Allopurinol has the effect of reducing uric acid mainly by inhibiting the synthesis of uric acid. Allopurinol and its metabolites can inhibit xanthine oxidase, so as to prevent hypoxanthine and xanthine from being metabolized into uric acid, reduce the production of uric acid, reduce the content of uric acid in blood below the solubility, prevent uric acid from forming crystals and depositing in joints and other tissues, and contribute to the re dissolution of uric acid crystals in gout patients. Therefore, it can be mainly used in patients with hyperuricemia. The blood uric acid concentration begins to decline 24 hours after taking this drug, and the decline is most obvious in 2-4 weeks. Allopurinol can be mainly used in clinical practice for primary or secondary hyperuricemia, especially hyperuricemia caused by excessive uric acid production. It can also be used for recurrent attacks or chronic gout. It can also be used in patients with gout stone. It has a certain effect on uric acid kidney stones and uric acid nephropathy. It can also be used in hyperuricemia in patients with renal insufficiency.
Allopurinol Powder, also known as allopurinol, is a widely used medication for the treatment of hyperuricemia and gout. Its main mechanism of action is to reduce the production of uric acid by inhibiting xanthine oxidase, thereby controlling the concentration of uric acid in the plasma and achieving the goal of relieving gout symptoms.
Distribution
The distribution characteristics of allopurinol in the body mainly depend on its physical and chemical properties and its ability to bind to plasma proteins. However, it is worth noting that allopurinol and its active metabolite oxypurinol cannot bind to plasma proteins, which means that their free concentration in the blood is high and can quickly distribute to various tissues and organs throughout the body.
When allopurinol is orally administered to the human body, it is rapidly absorbed in the gastrointestinal tract and reaches its peak blood concentration within 2 to 6 hours after administration. Due to being unaffected by plasma protein binding, allopurinol can freely penetrate the cell membrane and enter the interior of tissue cells. This enables it to exert a direct uric acid lowering effect in gout lesions such as joints, kidneys, etc.
In addition, allopurinol has a longer residence time in tissues, which helps to continuously inhibit the production of uric acid and reduce the deposition of uric acid crystals. Especially in the chronic phase of gout, allopurinol can stably maintain low plasma uric acid levels, promote the dissolution of gouty tophi, and repair joint tissue.
Metabolize
The metabolic process of allopurinol in the body mainly occurs in the liver. In the liver, allopurinol is converted into active metabolites such as oxypurinol through a series of enzymatic reactions. These metabolites have pharmacological effects similar to allopurinol, which can further inhibit the activity of xanthine oxidase and reduce the production of uric acid.
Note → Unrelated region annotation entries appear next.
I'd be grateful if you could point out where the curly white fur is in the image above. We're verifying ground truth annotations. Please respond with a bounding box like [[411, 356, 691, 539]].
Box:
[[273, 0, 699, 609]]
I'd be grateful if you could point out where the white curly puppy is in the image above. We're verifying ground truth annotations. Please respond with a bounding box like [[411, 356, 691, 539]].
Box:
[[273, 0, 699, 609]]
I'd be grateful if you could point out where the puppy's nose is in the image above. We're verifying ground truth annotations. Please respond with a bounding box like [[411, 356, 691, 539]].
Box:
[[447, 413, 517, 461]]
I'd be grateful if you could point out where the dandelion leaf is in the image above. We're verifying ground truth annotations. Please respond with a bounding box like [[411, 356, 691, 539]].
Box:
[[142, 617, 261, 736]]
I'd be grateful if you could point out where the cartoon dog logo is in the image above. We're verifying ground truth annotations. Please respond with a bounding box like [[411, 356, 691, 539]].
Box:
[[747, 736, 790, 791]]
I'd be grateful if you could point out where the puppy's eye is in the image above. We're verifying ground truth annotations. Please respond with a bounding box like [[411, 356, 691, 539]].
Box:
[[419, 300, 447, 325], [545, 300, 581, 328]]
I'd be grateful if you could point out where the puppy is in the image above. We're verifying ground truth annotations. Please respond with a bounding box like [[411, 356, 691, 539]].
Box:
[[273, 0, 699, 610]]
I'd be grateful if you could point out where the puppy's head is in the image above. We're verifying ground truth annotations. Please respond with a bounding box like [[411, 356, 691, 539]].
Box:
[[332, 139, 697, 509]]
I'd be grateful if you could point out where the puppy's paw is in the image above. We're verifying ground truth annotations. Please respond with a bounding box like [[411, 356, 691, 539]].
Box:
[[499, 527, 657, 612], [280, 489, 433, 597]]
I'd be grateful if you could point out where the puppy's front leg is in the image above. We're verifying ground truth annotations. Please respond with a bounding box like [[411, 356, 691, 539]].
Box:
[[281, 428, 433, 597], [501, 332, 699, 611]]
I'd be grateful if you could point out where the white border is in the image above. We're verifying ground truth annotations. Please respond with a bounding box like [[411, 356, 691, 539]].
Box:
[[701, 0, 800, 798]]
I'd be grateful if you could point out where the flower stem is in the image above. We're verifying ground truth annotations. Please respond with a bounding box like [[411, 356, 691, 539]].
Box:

It is worth noting that the metabolic process of allopurinol is influenced by multiple factors. For example, patients with liver dysfunction may have reduced metabolic capacity for allopurinol, leading to prolonged drug retention time and increased side effects in the body. In addition, certain drugs such as rifampicin and azathioprine may interact with allopurinol, affecting its metabolic rate and efficacy.
Excretion
The excretion of allopurinol and its metabolites in the body is mainly carried out through the kidneys. They are excreted in the form of their original form or metabolites with urine. Renal excretion is the main pathway for the elimination of allopurinol, therefore the state of renal function has a significant impact on the rate and effectiveness of allopurinol excretion.
Under normal circumstances, the half-life of allopurinol is 14-28 hours. This means that during a period of time after administration, the drug concentration will gradually decrease and eventually be completely eliminated. However, in cases of renal insufficiency, the excretion rate of allopurinol slows down, leading to prolonged drug retention time in the body and increased plasma concentration. This may increase the risk of drug side effects and affect treatment efficacy. In addition, the use of uric acid excretory drugs such as benzbromarone can promote the excretion rate of allopurinol and its metabolites. However, when using combination therapy, attention should be paid to the interactions between drugs and the potential risk of side effects. The distribution, metabolism, and excretion process in the body is a complex and precise process. By understanding its pharmacokinetic properties and tailoring personalized treatment plans based on the patient's specific situation, the therapeutic effect of allopurinol can be maximized while reducing the occurrence of adverse reactions.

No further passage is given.